As noted above, the type of carbohydrate intake directly influences birth weight and maternal weight gain, by influencing maternal blood glucose levels and insulin sensitivity. Clapp (2006) sets this out very clearly and his definition of low-glycaemic sources vs high glycaemic sources are reproduced in Table 1. This is not entirely straightforward as the accompanying notes suggest.
Eating primarily high-glycaemic carbohydrate results in feto-placental overgrowth and excessive maternal weight gain, while intake of low-glycaemic carbohydrate produces infants with birth weights between the 25th and the 50th percentile and normal maternal weight gain. Clapp’s study showed that women who reported eating carbohydrates mainly of low-glycaemic index gained less
weight and had smaller babies than women who ate primarily high glycaemic types of carbohyd-rates. When he randomised women to a high or low glycaemic diet, the women who were randomised to the high glycaemic diet had increased 1, 2 and 3 hour postprandial glucose
levels and insulin levels throughout pregnancy. They experienced larger weight gain and symmetrically larger infants and placentas. Interestingly, total calorie intake was 14% more on the LOW glycaemic index diet. The data indicate that a large part of the normal variance in
birth weight is related to differences in type of maternal dietary carbohydrate intake. Low-glycaemic food sources in the diet decrease growth rate and size at birth while high-glycaemic food sources increase it. Thus, extrapolating the findings to current care in pregnancy, in
the absence of severe malnutrition, it may be possible to decrease the need for CS in both healthy, low-risk women and a variety of high-risk populaces by simply modifying maternal physical activity and the type of carbohydrate eaten during pregnancy.
Despite the above scientific evidence, none of the eight papers associating 4000g babies with failed TOL, proposed low glycaemic diets as a possible means to prevent VBAC failure. One possible explanation is that both practitioners and researchers consider pregnant women unable to discipline themselves as far as diet and exercise, or perhaps even more worryingly, that such an essential aspect as diet and nutrition is not actually considered part of medical enquiry into well-being and preventive health measures. At the same time as dismissing women as unable to diet, or advising them against it, women are warned that dieting will produce a birth weight <2500g, which will increase the risk of stillbirth. This builds on the myth that bigger is always better/healthier, perhaps also confusing a smaller size as indicating poor growth and less healthy (small for gestational age (SGA)) without examining the cause. Such approaches do not reflect the current scientific evidence nor do they reflect the potential role for inquiry into the make up of the woman’s pre-pregnancy nutrition or diet during pregnancy.
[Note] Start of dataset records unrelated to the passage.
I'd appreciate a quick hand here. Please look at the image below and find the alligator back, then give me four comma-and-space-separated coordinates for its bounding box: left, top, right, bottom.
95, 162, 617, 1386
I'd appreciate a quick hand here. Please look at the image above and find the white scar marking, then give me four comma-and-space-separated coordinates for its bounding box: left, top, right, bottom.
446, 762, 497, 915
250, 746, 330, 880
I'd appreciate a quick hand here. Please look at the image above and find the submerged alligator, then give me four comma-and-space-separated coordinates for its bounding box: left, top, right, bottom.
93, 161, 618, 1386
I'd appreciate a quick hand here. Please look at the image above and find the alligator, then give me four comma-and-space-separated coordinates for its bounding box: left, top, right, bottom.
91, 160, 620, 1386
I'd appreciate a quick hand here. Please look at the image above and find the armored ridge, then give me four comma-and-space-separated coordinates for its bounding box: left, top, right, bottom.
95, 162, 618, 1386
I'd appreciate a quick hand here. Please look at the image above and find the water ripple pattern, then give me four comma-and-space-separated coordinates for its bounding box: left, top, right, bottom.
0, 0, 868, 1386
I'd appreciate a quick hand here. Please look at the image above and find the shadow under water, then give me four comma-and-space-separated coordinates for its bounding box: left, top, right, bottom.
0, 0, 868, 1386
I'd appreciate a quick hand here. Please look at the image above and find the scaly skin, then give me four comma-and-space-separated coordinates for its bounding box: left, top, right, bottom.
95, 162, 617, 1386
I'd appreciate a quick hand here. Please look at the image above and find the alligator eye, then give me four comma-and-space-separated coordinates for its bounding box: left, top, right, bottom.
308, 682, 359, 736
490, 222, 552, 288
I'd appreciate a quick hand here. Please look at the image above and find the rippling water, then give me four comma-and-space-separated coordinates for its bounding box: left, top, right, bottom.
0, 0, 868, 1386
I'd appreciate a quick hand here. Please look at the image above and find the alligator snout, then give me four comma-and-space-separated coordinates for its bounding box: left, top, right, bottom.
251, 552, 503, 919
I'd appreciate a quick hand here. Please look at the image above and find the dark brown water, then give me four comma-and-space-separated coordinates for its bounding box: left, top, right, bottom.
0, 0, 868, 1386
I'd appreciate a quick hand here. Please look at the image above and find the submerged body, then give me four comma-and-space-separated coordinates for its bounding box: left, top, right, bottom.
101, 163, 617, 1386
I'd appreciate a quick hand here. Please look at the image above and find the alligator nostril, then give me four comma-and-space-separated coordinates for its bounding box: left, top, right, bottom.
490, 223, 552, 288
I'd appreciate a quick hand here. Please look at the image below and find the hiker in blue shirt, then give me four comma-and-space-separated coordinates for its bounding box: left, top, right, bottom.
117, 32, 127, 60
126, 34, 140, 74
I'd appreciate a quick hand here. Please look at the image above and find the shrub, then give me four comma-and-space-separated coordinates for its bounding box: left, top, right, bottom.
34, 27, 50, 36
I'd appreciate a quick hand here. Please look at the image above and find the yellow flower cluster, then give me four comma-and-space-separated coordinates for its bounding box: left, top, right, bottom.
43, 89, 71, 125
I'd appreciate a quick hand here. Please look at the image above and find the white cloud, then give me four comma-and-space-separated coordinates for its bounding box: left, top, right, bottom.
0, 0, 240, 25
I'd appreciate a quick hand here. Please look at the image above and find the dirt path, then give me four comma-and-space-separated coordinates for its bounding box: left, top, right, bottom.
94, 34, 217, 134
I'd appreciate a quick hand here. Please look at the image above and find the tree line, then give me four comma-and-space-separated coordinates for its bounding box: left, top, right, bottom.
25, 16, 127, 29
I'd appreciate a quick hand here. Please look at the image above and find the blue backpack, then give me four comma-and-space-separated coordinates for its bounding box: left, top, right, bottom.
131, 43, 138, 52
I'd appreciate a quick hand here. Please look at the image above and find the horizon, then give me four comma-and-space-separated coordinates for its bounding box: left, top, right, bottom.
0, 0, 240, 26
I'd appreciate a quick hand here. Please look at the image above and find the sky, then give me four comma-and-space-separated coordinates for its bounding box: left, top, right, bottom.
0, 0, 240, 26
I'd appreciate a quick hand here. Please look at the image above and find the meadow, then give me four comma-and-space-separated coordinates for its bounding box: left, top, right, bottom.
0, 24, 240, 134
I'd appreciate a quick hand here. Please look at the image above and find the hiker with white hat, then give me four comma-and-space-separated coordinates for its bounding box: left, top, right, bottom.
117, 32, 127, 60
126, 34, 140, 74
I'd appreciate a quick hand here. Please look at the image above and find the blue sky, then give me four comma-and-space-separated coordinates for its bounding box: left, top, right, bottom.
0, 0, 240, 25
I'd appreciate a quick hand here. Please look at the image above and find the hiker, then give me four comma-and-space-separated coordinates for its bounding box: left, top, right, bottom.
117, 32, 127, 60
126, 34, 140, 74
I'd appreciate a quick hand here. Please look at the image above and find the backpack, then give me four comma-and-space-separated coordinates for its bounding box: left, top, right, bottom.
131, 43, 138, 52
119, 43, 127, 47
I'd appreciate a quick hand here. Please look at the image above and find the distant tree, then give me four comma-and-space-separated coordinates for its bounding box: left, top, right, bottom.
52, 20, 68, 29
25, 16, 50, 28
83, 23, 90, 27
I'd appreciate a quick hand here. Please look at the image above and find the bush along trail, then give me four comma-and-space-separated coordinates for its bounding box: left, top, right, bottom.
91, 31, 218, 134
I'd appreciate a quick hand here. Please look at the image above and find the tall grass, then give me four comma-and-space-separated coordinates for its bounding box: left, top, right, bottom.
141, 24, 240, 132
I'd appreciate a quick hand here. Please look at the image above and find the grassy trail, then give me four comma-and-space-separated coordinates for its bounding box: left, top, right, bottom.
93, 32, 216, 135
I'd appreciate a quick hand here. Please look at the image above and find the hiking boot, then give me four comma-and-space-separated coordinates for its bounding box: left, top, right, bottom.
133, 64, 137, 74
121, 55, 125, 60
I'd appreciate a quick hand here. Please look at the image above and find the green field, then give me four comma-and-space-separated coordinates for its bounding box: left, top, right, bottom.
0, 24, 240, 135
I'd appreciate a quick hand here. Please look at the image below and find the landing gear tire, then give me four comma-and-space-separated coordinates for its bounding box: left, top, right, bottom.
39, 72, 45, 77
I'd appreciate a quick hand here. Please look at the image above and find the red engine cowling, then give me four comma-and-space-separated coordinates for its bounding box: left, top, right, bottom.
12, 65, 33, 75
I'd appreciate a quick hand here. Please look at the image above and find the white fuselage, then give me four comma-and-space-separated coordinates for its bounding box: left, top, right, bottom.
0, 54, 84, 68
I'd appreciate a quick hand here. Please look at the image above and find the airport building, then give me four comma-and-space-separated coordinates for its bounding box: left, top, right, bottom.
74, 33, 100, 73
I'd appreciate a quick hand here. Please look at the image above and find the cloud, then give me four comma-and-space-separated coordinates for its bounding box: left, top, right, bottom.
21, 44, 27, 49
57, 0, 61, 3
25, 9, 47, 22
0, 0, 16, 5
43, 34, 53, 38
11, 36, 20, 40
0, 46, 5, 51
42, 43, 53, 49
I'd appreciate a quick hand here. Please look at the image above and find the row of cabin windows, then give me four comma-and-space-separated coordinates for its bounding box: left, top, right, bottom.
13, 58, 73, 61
SGA babies are known to have a higher stillbirth rate and higher morbidity and mortality rate after birth (Vashevnik et al 2007). The diverse causes of SGA in babies range from heart malformations, blood disorders, viral infections, maternal smoking, drug abuse, anaemia and malnutrition (Frøen et al 2004, Kalanda et al 2006). Neither stillbirth nor IUGR have been associated with balanced, low glycaemic diets in singleton pregnancies not complicated by smoking, drug abuse or pre-pregnancy
malnutrition (Kramer & Kakuma 2003). When prepregnancy malnutrition is present, high energy intake is associated with a reduced risk of preterm birth (Smith 2004). A seminal study of pregnant women affected by near starvation diets during the third trimester as a result of the German military regime at the latter part of the Second World War found a clear reduction in fetal growth,
but no effect on gestational duration (Stein et al 1995, Smith 2004). Cedegren (2004), in a careful summary of the sparse knowledge in the Western literature regarding fetal growth impairment, identified the following:
1. Small crown-rump length (CRL) measurements on first trimester ultrasounds appear to have some ability to predict low birth weight babies (<2500g). (No connection made to diet).
2. A suboptimal environment in the first trimester may permanently affect the fetus to restrict its growth potential. However, it is unknown whether a suboptimal environment is connected to
diet and/or genetics of the mother and/or fetus and/or environmental influences and
if so which?
The only evidence directly relating diet and poor outcomes is a single study in sheep who were either fed ad lib or undernourished to reduce the sheep’s weight by 15% from 60 days before until
30 days after conception (term = 145 days), comparable to a woman losing 20 pounds during the two months before conception (Bloomfield et al 2003). Periconceptual under-nutrition in sheep was associated with an increased risk of noninfectious preterm birth possibly related to premature
activation of the fetal hypothalamic-pituitary-adrenal axis. In layman’s terms this translates into long term starvation diets causing long term adrenaline/cortisol release by the fetus, causing preterm labour. This can hardly refer to obese women eating brown rice instead of white bread, or
eating a peach instead of half a cake with chocolate icing.